La sua esperienza lavorativa, appena iniziata, viene travolta bruscamente a fine febbraio dall’emergenza Covid-19. “Fino a poco tempo prima ne sentivamo parlare ai telegiornali e continuavamo a vedere quelle immagini spettrali delle città cinesi semi deserte e di quei colleghi con i visi stanchi, segnati dalle mascherine, era tutto un po’ surreale e sembrava quasi impossibile che potesse arrivare fino a noi – prosegue –. E invece eccolo lì, con tutta la sua virulenza è arrivato. Anche noi, come i colleghi al Nord, in 24 ore ci siamo dovuti adattare e convertire in un vero e proprio reparto di malattie infettive, abbiamo dovuto imparare a vestirci e svestirci con quelle tute così comode che presto sono finite”.
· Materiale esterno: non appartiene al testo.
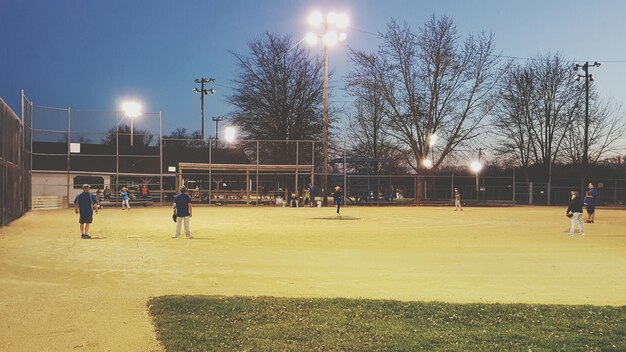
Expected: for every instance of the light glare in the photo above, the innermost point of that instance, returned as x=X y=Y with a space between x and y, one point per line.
x=229 y=134
x=332 y=18
x=311 y=38
x=331 y=38
x=476 y=166
x=342 y=20
x=316 y=18
x=131 y=108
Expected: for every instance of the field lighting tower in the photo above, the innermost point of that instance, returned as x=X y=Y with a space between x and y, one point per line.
x=331 y=34
x=203 y=91
x=476 y=166
x=588 y=78
x=132 y=110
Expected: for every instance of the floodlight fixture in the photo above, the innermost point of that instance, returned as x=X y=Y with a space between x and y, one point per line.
x=432 y=140
x=131 y=108
x=230 y=134
x=311 y=38
x=331 y=38
x=316 y=18
x=476 y=166
x=203 y=91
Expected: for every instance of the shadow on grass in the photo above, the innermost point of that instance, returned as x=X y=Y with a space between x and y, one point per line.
x=335 y=218
x=210 y=323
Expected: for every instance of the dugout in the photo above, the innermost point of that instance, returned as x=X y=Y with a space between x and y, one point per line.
x=253 y=183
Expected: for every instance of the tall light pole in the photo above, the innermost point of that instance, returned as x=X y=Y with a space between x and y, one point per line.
x=476 y=166
x=203 y=91
x=217 y=120
x=329 y=37
x=131 y=109
x=588 y=78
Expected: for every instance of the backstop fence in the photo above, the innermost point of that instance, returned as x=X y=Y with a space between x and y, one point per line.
x=110 y=151
x=15 y=162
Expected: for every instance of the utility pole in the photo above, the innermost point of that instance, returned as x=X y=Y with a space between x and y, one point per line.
x=217 y=120
x=588 y=78
x=203 y=91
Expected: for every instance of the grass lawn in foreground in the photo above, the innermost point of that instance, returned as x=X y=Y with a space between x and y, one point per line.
x=212 y=323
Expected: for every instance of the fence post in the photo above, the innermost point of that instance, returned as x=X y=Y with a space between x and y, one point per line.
x=513 y=184
x=345 y=175
x=69 y=140
x=257 y=173
x=160 y=158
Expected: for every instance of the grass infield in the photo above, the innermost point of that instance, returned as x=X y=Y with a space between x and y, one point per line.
x=215 y=323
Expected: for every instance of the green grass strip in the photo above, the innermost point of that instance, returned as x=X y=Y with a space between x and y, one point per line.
x=209 y=323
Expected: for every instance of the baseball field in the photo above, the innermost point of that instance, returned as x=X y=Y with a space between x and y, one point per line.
x=61 y=293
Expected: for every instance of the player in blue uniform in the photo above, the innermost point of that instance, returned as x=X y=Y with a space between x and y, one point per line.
x=85 y=204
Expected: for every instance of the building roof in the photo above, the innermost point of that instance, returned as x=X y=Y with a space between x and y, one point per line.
x=52 y=156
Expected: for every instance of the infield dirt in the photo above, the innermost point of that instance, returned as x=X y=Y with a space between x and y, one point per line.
x=61 y=293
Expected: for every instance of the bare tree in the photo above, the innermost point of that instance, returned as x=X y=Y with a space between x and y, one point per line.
x=278 y=91
x=432 y=83
x=512 y=115
x=538 y=104
x=606 y=131
x=368 y=137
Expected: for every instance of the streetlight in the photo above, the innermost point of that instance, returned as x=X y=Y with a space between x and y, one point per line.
x=476 y=166
x=329 y=38
x=588 y=78
x=230 y=134
x=203 y=91
x=217 y=120
x=131 y=109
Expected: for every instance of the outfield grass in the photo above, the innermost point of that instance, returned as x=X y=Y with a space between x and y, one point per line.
x=203 y=323
x=61 y=293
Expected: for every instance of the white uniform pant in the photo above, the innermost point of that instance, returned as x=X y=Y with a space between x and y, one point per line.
x=179 y=222
x=577 y=219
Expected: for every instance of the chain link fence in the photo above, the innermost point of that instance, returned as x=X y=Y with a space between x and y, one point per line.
x=110 y=151
x=15 y=162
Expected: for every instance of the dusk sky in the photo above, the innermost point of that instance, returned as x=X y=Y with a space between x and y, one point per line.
x=89 y=54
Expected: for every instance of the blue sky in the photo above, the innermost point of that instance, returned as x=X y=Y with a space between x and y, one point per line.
x=91 y=54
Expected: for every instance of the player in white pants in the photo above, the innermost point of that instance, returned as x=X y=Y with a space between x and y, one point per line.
x=575 y=208
x=457 y=200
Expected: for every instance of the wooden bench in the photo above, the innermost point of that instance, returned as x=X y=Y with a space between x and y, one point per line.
x=49 y=202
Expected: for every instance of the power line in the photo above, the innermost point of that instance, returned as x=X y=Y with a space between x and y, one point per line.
x=538 y=59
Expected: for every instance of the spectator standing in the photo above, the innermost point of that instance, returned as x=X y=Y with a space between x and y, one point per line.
x=337 y=198
x=144 y=190
x=85 y=204
x=125 y=198
x=457 y=200
x=182 y=204
x=312 y=194
x=575 y=208
x=107 y=193
x=307 y=196
x=591 y=199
Sono molti anche i suoi interrogativi, come quelli di tanti altri infermieri impegnati sul campo. “Basteranno i dispositivi a proteggerci? E se diventassi io il vettore di trasmissione? Il sentimento che fin da subito ci ha accomunati è stato l’istinto di protezione verso i propri cari – scrive l’infermiera –. Ma l’ansia si può tagliare col coltello: quando entri a lavorare percepisci la paura negli occhi dei colleghi, cerchi di sdrammatizzare e di smorzare le situazioni, ma non è sempre facile. Siamo professionisti, è vero, ma siamo anche persone, e la paura credo sia un sentimento più che lecito. Anche noi adesso abbiamo gli stessi visi dei colleghi cinesi, segnati dopo ore dentro quelle mascherine e visiere, che si spera ci proteggano. Le insicurezze di chi lavora da poco più di tre mesi, come me, vengono fuori moltiplicate all’ennesima potenza – continua –, perché a questo giro credo che nessuno ci possa preparare a tanto”.
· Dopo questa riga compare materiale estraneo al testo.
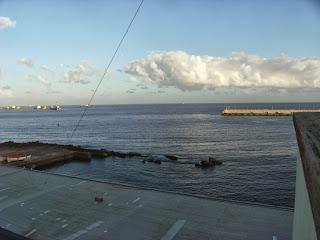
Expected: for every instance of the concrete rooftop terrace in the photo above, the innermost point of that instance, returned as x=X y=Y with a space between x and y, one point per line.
x=39 y=205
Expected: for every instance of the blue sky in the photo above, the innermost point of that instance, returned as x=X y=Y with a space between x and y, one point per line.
x=77 y=35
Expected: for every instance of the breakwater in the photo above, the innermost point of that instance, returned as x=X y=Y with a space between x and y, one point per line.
x=263 y=111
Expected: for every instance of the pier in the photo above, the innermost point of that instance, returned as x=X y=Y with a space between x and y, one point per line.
x=263 y=111
x=45 y=206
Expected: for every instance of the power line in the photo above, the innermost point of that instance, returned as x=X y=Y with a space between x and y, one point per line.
x=106 y=69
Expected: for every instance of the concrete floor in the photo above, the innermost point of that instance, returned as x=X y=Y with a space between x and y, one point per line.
x=45 y=206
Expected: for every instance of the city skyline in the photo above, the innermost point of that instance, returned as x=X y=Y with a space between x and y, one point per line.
x=181 y=52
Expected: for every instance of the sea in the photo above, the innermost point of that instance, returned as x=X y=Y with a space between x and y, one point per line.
x=258 y=153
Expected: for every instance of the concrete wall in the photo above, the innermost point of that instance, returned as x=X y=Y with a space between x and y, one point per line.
x=303 y=224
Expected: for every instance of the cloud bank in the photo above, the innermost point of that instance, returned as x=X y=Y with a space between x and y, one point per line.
x=41 y=80
x=26 y=61
x=80 y=73
x=240 y=70
x=5 y=91
x=6 y=22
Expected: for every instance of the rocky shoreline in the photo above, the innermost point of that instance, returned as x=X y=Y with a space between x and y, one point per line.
x=44 y=155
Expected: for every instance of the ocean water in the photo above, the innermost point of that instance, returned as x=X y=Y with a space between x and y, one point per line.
x=258 y=153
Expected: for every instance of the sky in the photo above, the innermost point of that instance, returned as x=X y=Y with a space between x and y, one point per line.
x=203 y=51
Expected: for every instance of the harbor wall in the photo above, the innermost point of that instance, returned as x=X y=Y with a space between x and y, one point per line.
x=303 y=223
x=263 y=112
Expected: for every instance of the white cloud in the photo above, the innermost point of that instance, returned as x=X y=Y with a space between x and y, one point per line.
x=6 y=91
x=45 y=67
x=240 y=70
x=80 y=73
x=6 y=22
x=26 y=61
x=40 y=79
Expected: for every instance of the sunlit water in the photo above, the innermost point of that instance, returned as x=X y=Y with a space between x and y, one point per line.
x=258 y=153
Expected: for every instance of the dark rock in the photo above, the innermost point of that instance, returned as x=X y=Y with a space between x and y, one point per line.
x=211 y=162
x=98 y=199
x=171 y=157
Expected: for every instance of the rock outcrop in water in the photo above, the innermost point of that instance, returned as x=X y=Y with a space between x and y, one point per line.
x=171 y=157
x=46 y=154
x=211 y=162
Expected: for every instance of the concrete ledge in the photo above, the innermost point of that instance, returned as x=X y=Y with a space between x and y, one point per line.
x=307 y=127
x=45 y=206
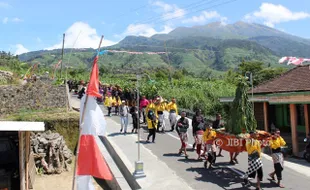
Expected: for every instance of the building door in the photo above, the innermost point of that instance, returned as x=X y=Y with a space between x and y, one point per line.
x=272 y=117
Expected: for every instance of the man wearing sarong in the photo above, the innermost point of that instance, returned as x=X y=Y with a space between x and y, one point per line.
x=160 y=106
x=173 y=112
x=198 y=124
x=182 y=126
x=217 y=125
x=278 y=160
x=255 y=164
x=210 y=148
x=143 y=104
x=151 y=125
Parole cariche di emozione quelle dell’infermiera. “E allora a casa ripensi ai tuoi pazienti, a quelli che forse non ce la faranno, a quelli che ti chiedono di figli e nipoti, a quelli che ti dicono ‘mi sento solo, non mi cerca nessuno’, e tu provi a spiegare loro che l’assenza dei parenti in reparto è pensata per la loro incolumità, provi a spiegare che i parenti sono informati sempre su tutto grazie ai nostri medici, ma non è facile, perché essere paziente ti aliena, essere paziente nei reparti ‘bolla’ non ti permette di capire cosa succede fuori da quella stanza. Vedi i tuoi compagni di stanza, con la tua stessa patologia, magari intubati proprio accanto a te, li vedi respirare male o andar via perché stanno meglio”.
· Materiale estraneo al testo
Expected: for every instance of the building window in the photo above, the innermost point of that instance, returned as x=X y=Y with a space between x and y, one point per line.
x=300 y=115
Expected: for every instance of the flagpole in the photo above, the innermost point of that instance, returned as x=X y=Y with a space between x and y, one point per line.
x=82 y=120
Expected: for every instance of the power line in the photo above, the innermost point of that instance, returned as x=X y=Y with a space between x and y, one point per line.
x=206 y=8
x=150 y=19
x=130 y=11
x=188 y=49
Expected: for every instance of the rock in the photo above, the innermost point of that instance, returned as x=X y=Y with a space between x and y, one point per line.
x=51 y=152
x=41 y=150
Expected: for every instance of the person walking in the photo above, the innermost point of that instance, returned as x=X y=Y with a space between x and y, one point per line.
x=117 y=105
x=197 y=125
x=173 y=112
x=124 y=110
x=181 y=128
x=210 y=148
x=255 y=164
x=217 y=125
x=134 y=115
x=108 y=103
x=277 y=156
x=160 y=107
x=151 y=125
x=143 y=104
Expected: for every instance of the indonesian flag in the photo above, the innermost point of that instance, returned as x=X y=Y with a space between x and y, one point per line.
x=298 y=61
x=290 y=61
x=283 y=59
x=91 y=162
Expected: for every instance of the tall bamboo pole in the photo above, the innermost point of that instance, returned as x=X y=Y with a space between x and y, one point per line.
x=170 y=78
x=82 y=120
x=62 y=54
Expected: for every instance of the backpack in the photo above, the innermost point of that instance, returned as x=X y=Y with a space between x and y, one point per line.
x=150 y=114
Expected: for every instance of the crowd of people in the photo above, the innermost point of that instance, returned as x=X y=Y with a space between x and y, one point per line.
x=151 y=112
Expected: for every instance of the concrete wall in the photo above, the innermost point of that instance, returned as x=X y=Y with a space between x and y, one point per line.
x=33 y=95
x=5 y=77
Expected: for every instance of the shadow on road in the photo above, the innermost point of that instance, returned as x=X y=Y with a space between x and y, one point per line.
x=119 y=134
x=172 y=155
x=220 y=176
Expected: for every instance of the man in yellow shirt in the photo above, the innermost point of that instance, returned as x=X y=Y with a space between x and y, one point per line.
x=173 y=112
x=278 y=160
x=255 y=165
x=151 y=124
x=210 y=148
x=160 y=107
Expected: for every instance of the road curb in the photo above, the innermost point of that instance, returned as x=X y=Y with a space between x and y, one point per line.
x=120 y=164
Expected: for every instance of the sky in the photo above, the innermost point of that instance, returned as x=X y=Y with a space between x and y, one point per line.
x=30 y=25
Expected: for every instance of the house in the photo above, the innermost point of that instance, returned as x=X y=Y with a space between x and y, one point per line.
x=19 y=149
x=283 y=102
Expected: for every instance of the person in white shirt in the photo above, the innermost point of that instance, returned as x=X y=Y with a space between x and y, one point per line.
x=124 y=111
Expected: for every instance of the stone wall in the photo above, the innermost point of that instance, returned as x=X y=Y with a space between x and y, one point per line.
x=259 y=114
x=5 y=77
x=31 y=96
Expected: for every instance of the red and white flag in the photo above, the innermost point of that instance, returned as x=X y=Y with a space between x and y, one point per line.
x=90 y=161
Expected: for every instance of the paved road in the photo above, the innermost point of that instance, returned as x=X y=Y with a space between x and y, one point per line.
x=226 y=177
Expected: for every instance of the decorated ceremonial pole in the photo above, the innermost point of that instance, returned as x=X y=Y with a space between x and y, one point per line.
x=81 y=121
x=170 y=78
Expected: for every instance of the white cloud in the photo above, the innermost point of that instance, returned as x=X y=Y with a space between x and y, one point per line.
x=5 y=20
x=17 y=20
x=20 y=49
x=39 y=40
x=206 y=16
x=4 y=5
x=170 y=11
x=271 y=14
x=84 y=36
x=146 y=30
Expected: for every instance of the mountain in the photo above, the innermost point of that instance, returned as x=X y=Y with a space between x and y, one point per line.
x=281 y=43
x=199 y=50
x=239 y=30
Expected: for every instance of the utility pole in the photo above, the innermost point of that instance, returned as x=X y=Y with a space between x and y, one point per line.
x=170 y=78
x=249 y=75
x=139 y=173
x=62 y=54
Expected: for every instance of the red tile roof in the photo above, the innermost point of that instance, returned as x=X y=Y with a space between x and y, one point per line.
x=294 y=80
Un racconto forte che comunque lascia spazio alla speranza.
“Non è facile, ma mai come adesso dobbiamo continuare a essere forti e professionali. Questa, per me giovane infermiera, per noi, è un’esperienza che ci segnerà per sempre. Ne usciremo più forti di prima, con qualche cicatrice in più nel cuore, ma ne usciremo. E – conclude – mai come oggi posso dire che, nonostante la paura, il mio resta il lavoro più bello del mondo”.